Mosque in background

The Malian Kingdom was organised around very sophisticated forms of social organisation and was seriously wealthy as evidenced by this entry by The Metropolitan Museum of Art. Ibn Battuta, the great Morrocan Berber traveller, visited Mali by foot and his account is found HERE. He gives Mali a bit of a mixed review, but had the good sense to comment on the beauty of the women. However, I suspect our Islamic version of Marco Polo was a bit of a grizzle guts and non-cosmopolitan, since his visit to China concluded thus:

China, for all its magnificence, did not please me…. When I left my lodging I saw many offensive things which distressed me so much that I stayed at home and went out only when it was necessary. When I saw Muslims it was as though I had met my family and my relatives.

Yet, even in the 20th century, Mali retained aspects of its original greatness and advanced notions of civil society. And this brings me to one of the great train journeys in the world.

The Bamako-Dacca Senegal rail link – Inaguarated in 1904 with branch lines completed in 1924.

After independence in the early sixties, the railway was jointly run by the Regie des Chemins de Fer du Mali RCFM and its Senegalese counterpart. The Malian Ministry of Information and the RCFM displayed advanced social characteristics when they formed the Super Rail Band to entertain passengers staying at The Buffet Hotel de la Gare before departing to the coast from Bamako’s railway station.

I suggest that you read the full Wiki entry on the Super Rail Band HERE – taking note of the original Cuban influences – as it contains all the musical references you will be to be aware of in order to complete your weekend homework.
Finally, I highly recommend this tremendous photo gallery assembled by various photographers, containing as it does the only image of the Buffet Hotel de la Gare I could locate, plus the Artisans Market….many thanks.

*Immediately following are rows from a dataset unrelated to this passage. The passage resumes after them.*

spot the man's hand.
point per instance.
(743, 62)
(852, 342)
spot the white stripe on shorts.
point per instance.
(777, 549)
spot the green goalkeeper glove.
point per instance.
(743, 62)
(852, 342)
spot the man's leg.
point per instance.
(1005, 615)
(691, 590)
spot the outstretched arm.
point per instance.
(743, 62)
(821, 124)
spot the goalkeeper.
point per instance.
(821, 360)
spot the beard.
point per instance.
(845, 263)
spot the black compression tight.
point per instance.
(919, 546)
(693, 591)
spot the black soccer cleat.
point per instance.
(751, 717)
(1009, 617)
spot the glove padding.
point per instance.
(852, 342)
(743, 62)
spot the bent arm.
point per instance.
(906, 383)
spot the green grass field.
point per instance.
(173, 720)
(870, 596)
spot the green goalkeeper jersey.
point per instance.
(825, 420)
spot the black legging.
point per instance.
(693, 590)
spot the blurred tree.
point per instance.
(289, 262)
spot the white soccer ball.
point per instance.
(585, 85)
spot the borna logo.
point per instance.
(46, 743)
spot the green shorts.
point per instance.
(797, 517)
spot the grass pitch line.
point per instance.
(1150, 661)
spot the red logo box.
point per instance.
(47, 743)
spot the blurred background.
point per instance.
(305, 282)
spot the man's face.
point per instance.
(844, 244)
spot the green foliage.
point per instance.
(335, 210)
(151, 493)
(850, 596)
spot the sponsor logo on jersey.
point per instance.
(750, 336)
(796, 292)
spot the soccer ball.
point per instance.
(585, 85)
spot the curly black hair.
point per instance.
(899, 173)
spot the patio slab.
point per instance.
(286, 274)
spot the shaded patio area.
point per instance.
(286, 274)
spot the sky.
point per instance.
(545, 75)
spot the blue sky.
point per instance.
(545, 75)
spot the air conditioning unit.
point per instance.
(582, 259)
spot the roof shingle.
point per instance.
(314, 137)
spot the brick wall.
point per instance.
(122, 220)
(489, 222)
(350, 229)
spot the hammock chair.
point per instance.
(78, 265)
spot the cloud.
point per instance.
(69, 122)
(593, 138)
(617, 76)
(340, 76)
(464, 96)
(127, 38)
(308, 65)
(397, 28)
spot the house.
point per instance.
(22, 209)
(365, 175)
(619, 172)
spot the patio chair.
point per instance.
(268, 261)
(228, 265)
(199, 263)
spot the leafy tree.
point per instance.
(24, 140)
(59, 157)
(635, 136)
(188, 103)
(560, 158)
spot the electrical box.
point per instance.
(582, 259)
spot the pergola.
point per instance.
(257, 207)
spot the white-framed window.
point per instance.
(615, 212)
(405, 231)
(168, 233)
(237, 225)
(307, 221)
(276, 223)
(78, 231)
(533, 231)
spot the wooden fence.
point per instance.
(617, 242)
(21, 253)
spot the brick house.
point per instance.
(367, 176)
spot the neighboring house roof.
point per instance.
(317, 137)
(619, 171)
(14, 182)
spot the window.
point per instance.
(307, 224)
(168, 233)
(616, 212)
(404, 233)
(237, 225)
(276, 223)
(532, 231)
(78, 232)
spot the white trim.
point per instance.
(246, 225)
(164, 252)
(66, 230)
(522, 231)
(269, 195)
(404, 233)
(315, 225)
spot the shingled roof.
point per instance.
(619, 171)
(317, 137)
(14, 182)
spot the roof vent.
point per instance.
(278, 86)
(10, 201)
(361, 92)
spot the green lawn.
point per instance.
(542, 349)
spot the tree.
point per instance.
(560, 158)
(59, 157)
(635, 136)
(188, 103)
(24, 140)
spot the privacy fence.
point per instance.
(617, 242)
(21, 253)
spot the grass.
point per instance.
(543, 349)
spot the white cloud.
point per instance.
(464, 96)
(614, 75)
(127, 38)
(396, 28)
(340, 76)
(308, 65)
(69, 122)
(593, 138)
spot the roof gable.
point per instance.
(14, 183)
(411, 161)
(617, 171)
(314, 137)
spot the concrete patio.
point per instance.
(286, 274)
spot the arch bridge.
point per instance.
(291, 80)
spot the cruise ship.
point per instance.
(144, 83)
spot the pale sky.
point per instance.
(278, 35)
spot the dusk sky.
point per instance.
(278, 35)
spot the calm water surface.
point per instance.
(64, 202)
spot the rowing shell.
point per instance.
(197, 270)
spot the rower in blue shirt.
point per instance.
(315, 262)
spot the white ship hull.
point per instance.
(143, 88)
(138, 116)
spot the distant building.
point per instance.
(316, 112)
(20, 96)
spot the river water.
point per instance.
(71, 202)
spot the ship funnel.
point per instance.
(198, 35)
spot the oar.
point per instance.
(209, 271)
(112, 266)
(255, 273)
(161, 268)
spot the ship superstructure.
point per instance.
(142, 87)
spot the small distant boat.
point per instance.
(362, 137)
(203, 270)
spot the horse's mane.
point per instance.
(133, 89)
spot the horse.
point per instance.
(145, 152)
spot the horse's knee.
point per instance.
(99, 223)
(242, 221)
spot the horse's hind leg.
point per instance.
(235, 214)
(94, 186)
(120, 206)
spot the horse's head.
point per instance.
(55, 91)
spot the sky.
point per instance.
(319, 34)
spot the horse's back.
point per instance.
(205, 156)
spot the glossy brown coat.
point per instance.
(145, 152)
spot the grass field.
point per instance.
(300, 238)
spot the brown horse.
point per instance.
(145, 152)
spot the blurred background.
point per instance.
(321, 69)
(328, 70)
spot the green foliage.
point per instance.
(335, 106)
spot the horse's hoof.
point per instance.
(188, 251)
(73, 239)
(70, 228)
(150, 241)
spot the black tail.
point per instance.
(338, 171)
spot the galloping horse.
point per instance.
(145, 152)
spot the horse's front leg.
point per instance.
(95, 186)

And what is all this verbiage about?

The original (?) Super Rail Band.

Tons of youtube entries when you include the many luminaries such as Mory Kante and Safil Keita who passed through the Rail Band. However, the Rail Band has a much slicker sound today due to high-end French production methods.

And I leave you with two recommendations:

For a guaranteed killer introduction to the West Sahelian griot sound (Whats that KT? – back to your Wicki homwework), try this CD offering from Rough Trade . The Rough Guide to the Music of Mali and Guinea: Kora Kings and Griot Minstrels. This is the disc for you when you hold your next block party and want to test your slinky new moves on the dance floor.

And to understand what is taking place in Mali today, read anything by Jeremy Keenan, an independent anthropologist with decades of experience in the Sahel. Here is just one recent sample of his reporting from Al Jazeera.

If you have the time, obtain a copy of his The Dark Sahara: America’s War on Terror in Africa (Pluto Press, 2009). Densely written, but highly rewarding.

And what of the Bamako-Dacca rail link today? Well, it is basically fucked as this recent account by Rhiannon Batten for The Independent notes.

Sad, so here is a truly beautiful entry on an experiment in Malian musical cross-fertilisation written for Vanity Fair.

Contains photos to die for.

Enjoy, because the follow-up – KTs Musical Master Class – will be demanding and requiring your very best artisanal skills.